While the majority of those missions have been over Iraq, a senior Canadian commander revealed Sunday that the aircraft have also flown dozens of times over Syria in recent months.
“We have done work in Syria,” Brig.-Gen. Shane Brennan, commander of Canada’s Joint Task Force-Iraq, told reporters during a media tour of the mission, though he added: “There’s lots of work to do in Iraq. We are looking at all of the areas.”
The flights over Syria have also included a different Canadian plane that has been refuelling coalition aircraft directly responsible for bombing or otherwise destroying ISIL forces and other targets.
The increased Canadian military activity over Syria, which Brennan described as between 20 and 30 missions in the past few months, is only one indication that the war against ISIL is shifting into a new phase.
As Brennan was speaking at an airfield, the location of which the military didn’t want revealed for security reasons, Iraqi forces were launching their long-awaited assault on western Mosul.
READ MORE: Mosul civilians trapped indoors as Iraqi forces bombard ISIS targets
The battle, which comes about a month after Iraqi forces declared the eastern part of the city free of ISIL, has been billed as a defining moment in eventually freeing Iraq from the extremist group’s grip.
While the fight for the city’s western half is expected to be much harder than what came before, Brennan was adamant that victory was a certainty.
“There is a battle that is ongoing and will be won,” Brennan said. “It’s an inevitable event.”
Less certain is what role Canadian troops will play when the current mandate, which also includes a military hospital, special forces troops and a helicopter detachment in northern Iraq, expires in March.

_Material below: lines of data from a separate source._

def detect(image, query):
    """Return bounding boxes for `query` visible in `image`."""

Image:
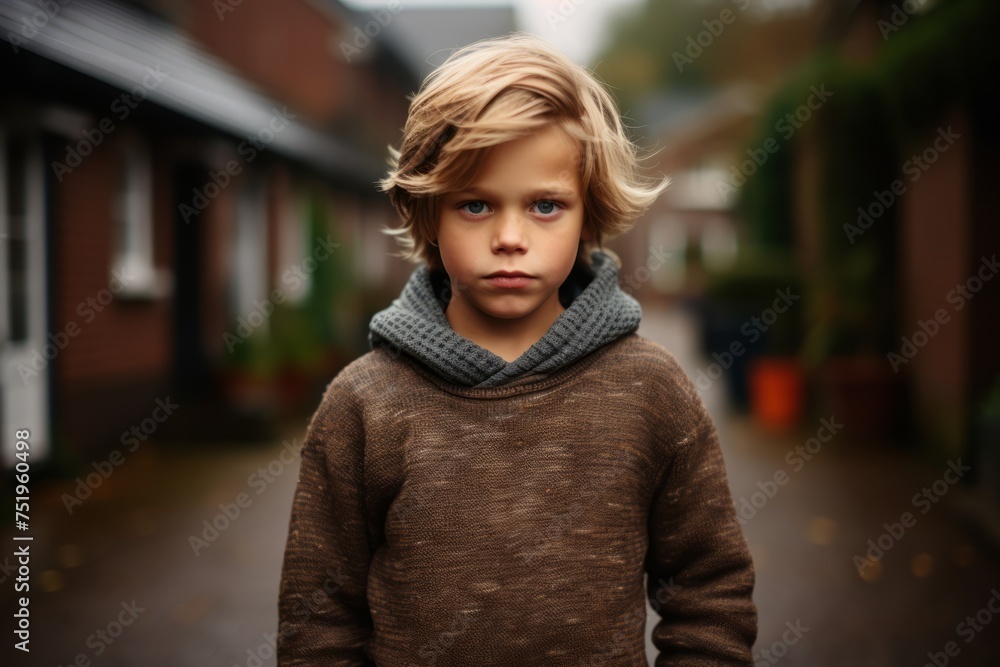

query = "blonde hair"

[379,33,667,268]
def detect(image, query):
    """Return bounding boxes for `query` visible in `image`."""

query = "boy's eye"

[459,201,488,215]
[535,199,559,215]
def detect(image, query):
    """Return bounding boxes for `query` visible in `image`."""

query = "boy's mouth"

[486,271,535,287]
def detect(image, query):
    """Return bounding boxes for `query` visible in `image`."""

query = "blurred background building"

[0,0,1000,665]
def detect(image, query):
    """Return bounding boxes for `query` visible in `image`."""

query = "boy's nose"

[493,211,526,252]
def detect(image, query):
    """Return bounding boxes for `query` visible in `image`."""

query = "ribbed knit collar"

[368,250,642,387]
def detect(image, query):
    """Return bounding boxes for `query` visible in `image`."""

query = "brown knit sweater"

[278,333,757,667]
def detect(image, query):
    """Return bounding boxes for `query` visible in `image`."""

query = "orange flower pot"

[748,357,804,431]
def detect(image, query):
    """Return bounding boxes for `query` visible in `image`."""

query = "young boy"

[278,35,757,667]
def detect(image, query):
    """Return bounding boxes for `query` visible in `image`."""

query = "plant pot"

[748,356,803,431]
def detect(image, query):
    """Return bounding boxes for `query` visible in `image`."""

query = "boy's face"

[437,124,590,348]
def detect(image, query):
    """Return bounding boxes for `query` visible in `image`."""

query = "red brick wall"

[182,0,346,124]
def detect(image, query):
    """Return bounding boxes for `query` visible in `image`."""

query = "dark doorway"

[173,163,210,396]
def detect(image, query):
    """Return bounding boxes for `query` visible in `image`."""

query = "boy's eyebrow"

[445,185,577,199]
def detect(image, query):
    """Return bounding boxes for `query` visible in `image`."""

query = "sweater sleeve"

[646,387,757,667]
[277,379,374,667]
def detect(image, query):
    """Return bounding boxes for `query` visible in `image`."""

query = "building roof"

[372,4,517,80]
[0,0,383,182]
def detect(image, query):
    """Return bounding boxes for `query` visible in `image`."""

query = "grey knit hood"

[368,250,642,387]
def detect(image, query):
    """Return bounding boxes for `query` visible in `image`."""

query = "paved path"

[7,307,1000,667]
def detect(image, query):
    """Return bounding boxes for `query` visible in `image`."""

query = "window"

[112,135,162,298]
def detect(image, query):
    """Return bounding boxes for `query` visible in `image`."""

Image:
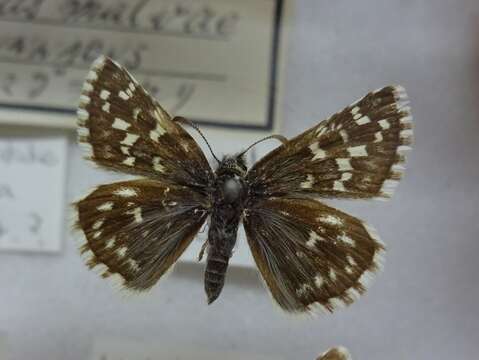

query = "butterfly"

Military commanders are drawing up options based on a number of factors, including the expectation that ISIL will become a traditional insurgency in Iraq, which would require more police and counter-terrorism forces.
Canadian Brig.-Gen. David Anderson, who is leading an international team of military advisers in Iraq’s defence ministry, said his group recently submitted a two-year plan focused on exactly that.
There are also concerns that the group will try to spread outside Iraq and Syria, which is why Canada helping strengthen border security in Jordan and Lebanon.
The military will present three options for the government to choose from in the coming weeks in deciding the future of the mission.
Yet one big wild card is what direction the U.S. military will go, after President Trump blasted the slow progress of the fight against ISIL and ordered a 30-day review to consider new options.
U.S. Defence Secretary James Mattis is expected to visit Iraq in the next week or so before presenting his recommendations later this month.
Exactly what Mattis will recommend, both in Iraq and Syria, is wide open for speculation.
But Brennan said the results could have a big impact on what Canada decides to do given the need to ensure a unified and co-ordinated international effort in the fight against ISIL.
“It does depend what happens,” Brennan said. “We are waiting as well. I think the question is: What else needs to be done or could be done?”